You may not be directly involved with operating >600V distribution equipment, but it still is good to have some understanding of its capabilities in a malfunction. [One source of deadly accidents has been tradesman not identifying higher-voltage equipment, as NOT being 600V-class gear…like attempting to apply a (<1 kV) Simpson or Triplett multimeter to live 15kV-class circuits.]


#149768 - 03/10/04 05:46 AM Re: Down Under Electrical Accidents  
Trumpy  Offline


Member
Joined: Jul 2002
Posts: 8,217
SI,New Zealand
Bjarney,
Interesting that you should mention Test Equipment with HV.
Just how are circuits of different voltage identified in the US?.
As in different wire colours?
Or is it a case of "you don't know until you test"?.
I am thinking that you can't put Warning Signs everywhere. [Linked Image]
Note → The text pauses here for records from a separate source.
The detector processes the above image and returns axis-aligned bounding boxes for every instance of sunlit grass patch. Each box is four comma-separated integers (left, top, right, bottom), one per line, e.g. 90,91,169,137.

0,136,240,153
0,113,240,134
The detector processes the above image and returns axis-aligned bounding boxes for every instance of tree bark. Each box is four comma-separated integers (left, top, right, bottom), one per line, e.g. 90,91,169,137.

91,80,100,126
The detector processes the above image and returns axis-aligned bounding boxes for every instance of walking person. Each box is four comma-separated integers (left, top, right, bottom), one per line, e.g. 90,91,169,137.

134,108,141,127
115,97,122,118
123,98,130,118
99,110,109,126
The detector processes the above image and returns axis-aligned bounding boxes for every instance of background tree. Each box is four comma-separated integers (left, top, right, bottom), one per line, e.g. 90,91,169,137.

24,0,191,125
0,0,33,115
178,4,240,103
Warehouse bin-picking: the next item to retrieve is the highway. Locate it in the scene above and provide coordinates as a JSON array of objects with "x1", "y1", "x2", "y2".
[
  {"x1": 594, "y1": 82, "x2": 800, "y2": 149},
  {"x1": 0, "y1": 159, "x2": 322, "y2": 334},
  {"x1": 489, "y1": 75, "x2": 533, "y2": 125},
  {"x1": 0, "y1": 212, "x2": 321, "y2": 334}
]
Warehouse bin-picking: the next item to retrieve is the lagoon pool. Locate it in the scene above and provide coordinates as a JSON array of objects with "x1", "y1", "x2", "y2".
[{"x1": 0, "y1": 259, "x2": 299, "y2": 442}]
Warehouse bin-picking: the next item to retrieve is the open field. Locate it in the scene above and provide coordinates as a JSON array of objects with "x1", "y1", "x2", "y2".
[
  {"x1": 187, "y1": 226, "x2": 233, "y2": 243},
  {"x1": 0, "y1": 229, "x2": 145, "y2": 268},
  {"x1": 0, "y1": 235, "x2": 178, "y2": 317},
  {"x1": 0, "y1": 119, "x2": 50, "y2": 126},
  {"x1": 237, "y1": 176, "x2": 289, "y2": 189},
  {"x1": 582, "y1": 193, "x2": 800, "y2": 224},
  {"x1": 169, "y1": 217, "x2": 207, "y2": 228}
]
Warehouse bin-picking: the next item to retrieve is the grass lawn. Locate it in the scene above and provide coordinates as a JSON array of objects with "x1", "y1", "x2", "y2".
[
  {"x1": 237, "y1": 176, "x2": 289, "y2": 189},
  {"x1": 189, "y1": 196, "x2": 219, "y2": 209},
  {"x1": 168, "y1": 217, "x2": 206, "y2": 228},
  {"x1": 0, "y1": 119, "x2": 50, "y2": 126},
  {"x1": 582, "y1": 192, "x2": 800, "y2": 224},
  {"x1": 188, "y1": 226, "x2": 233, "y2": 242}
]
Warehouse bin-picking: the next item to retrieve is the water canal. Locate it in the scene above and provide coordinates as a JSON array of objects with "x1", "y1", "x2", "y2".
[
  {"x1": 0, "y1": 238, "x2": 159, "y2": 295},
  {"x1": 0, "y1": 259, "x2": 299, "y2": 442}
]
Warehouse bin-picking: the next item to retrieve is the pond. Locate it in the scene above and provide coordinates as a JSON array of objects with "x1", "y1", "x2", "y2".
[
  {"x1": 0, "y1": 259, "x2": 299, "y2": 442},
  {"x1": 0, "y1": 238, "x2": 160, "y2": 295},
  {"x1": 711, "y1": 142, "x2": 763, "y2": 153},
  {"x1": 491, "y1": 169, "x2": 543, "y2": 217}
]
Let's face it, these days if you're not young, you're old - Red Green grin

#149769 - 03/10/04 06:58 AM Re: Down Under Electrical Accidents  
pauluk  Offline
Member
Joined: Aug 2001
Posts: 7,520
Norfolk, England
Mike,
I'm not sure about HV, but on low-voltage where both 120/208 and 277/480V systems are present in a building, different color coding is used to identify them, typically:

Black/red/blue + white neutral for 120/208
Brown/orange/yellow + gray neutral for 277/480


#149770 - 03/10/04 12:45 PM Re: Down Under Electrical Accidents  
Bjarney  Offline
Moderator
Joined: Apr 2002
Posts: 2,527
West-Southern Inner-Northeast ...
We must learn to read {large AND small} equipment labels, and treat equipment as live and at a higher voltage until unambiguously determined otherwise. The basic concepts of “OSHA” 29CFR1910.331-335 must be applied.

We’ve all heard it many times—don’t forget that you are responsible for your own safety, but also we should never compromise the safety of our fellow workmates.